Approximating Euclidean Shallow-Light Trees
Hung Le, Shay Solomon, Cuong Than, Csaba D. Tóth, Tianyi Zhang
TL;DR
This work studies shallow-light trees (SLTs) in constant-dimensional Euclidean spaces, achieving improved bicriteria approximations for both Steiner and non-Steiner variants. The authors develop a novel tile- and net-based reduction framework that reduces global SLT construction to localized problems within trapezoidal tiles, leveraging ellipses and hitting-set ideas to bound root-stretch and total weight. They obtain two main results: a non-Steiner SLT with root-stretch 1+O(ε log ε^{-1}) and weight O(opt_ε log^2 ε^{-1}), and a Steiner SLT with the same stretch and weight O(opt_ε log ε^{-1}), both in near-linear time up to polylog factors, extendable to higher dimensions.

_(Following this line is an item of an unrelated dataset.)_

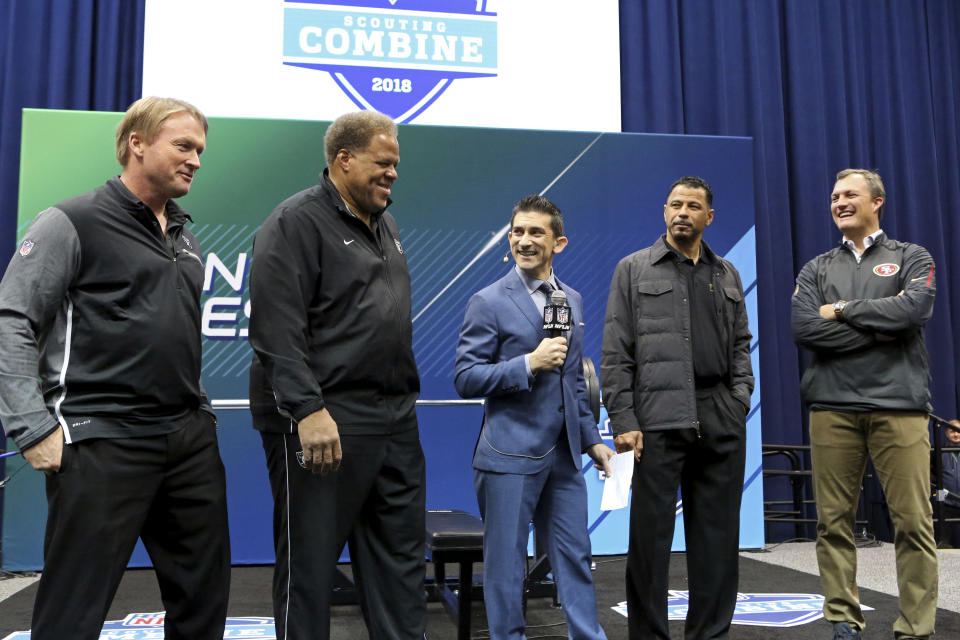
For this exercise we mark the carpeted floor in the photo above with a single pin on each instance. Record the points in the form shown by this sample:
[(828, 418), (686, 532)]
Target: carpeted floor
[(250, 596)]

The paper also analyzes limitations of prior existential bounds, provides lower-bound constructions, and discusses generalizations to d-space, highlighting the practical impact for Euclidean geometric networks, VLSI, and related optimization problems.
Abstract
For a weighted graph $G = (V, E, w)$ and a designated source vertex $s \in V$, a spanning tree that simultaneously approximates a shortest-path tree w.r.t. source $s$ and a minimum spanning tree is called a shallow-light tree (SLT). Specifically, an $(α, β)$-SLT of $G$ w.r.t. $s \in V$ is a spanning tree of $G$ with root-stretch $α$ (preserving all distances between $s$ and the other vertices up to a factor of $α$) and lightness $β$ (its weight is at most $β$ times the weight of a minimum spanning tree of $G$). Despite the large body of work on SLTs, the basic question of whether a better approximation algorithm exists was left untouched to date, and this holds in any graph family. This paper makes a first nontrivial step towards this question by presenting two bicriteria approximation algorithms. For any $ε>0$, a set $P$ of $n$ points in constant-dimensional Euclidean space and a source $s\in P$, our first (respectively, second) algorithm returns, in $O(n \log n \cdot {\rm polylog}(1/ε))$ time, a non-Steiner (resp., Steiner) tree with root-stretch $1+O(ε\log ε^{-1})$ and weight at most $O(\mathrm{opt}_ε\cdot \log^2 ε^{-1})$ (resp., $O(\mathrm{opt}_ε\cdot \log ε^{-1})$), where $\mathrm{opt}_ε$ denotes the minimum weight of a non-Steiner (resp., Steiner) tree with root-stretch $1+ε$.